Anthony Stark è un inventore geniale e miliardario col vizio delle donne (tante) e delle attività filantropiche. Ereditato patrimonio e ingegno dal padre scomparso in un incidente d'auto, Tony (per amici e amichette) conduce e amministra le Industrie Stark, produttrici e prime fornitrici di armi per il governo americano. Durante un test in medioriente, per verificare l'efficienza di un'arma sperimentale, viene catturato da un gruppo di estremisti. Ferito al cuore da una scheggia è soccorso e curato da Yinsen, un fisico esperto di cibernetica che gli applica un organo artificiale. Obbligato dai guerriglieri a costruire un'arma invincibile per la loro causa, Tony progetta in segreto un'armatura per fuggire alla prigionia. Rientrato negli Stati Uniti è deciso a cambiare vita, a riparare alle ingiustizie e a "industriarsi" a favore dei più deboli. Perfezionata l'armatura con la tecnologia avanzata diventa Iron Man, un (super)eroe "umano, troppo umano".
Fumetto e cinema nascono insieme più di un secolo fa e si spiano da subito. Due linguaggi con origini diverse e identità distinte che pure hanno saputo dialogare intensamente: confrontandosi, convivendo, divorziando, riconciliandosi e riconfigurando le reciproche estetiche. L'Iron Man di Jon Favreu, nell'intensa economia di scambio tra fumetto e cinema, realizza un enorme salto di qualità, dimostrando la reciprocità produttiva dei due linguaggi, che nell'ultimo decennio si era spinta in direzione di un'autentica cannibalizzazione.

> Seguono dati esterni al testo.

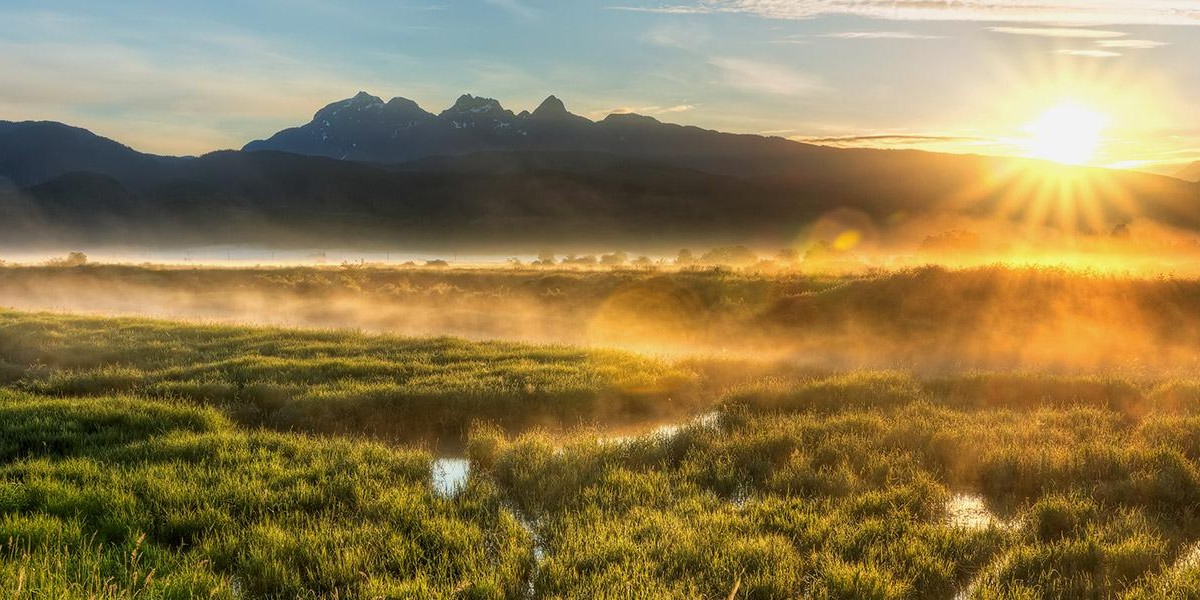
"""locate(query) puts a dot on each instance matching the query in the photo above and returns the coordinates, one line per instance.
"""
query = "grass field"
(148, 459)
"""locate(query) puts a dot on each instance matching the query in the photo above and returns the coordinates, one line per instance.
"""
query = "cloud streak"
(1068, 33)
(1122, 12)
(765, 77)
(880, 35)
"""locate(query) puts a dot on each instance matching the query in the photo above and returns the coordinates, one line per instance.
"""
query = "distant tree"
(954, 240)
(585, 261)
(545, 259)
(731, 256)
(72, 259)
(615, 259)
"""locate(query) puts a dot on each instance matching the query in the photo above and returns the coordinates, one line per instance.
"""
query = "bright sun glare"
(1067, 133)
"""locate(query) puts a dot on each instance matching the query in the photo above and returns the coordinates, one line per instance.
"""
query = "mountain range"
(372, 173)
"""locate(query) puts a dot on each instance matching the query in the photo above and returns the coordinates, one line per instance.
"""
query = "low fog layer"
(928, 319)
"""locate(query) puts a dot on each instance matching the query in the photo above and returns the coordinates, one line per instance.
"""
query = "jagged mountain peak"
(551, 107)
(360, 102)
(475, 105)
(630, 119)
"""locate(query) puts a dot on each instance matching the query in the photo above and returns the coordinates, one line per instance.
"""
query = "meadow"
(162, 459)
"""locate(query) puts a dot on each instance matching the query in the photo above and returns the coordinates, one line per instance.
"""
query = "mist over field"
(543, 300)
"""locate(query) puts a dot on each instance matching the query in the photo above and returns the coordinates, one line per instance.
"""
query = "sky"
(179, 78)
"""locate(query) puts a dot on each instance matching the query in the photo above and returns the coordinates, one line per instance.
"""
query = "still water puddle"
(970, 511)
(450, 475)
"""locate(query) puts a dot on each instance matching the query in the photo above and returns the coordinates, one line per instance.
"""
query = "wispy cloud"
(677, 35)
(1093, 54)
(642, 111)
(1071, 33)
(1173, 12)
(765, 77)
(880, 35)
(1135, 45)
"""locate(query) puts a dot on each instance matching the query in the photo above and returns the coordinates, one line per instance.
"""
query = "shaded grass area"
(415, 389)
(843, 487)
(126, 498)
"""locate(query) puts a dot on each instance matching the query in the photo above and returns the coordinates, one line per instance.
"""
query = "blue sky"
(190, 77)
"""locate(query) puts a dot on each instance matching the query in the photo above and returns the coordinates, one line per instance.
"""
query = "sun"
(1068, 133)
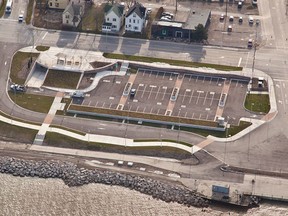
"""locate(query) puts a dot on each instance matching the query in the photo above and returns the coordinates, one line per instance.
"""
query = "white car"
(21, 18)
(254, 2)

L'archivio "eroico" della Marvel è diventato un vero e proprio laboratorio per la creazione, anche se non sempre riuscita e puntuale, di nuovi modelli estetico-narrativi dell'industria cinematografica, come dimostra l'insistita trasposizione sullo schermo di un esteso repertorio dei loro personaggi: da Spider Man agli X-Men, dai Fantastici Quattro ad Iron Man, e per continuare nel futuro prossimo con Hulk e Capitan America.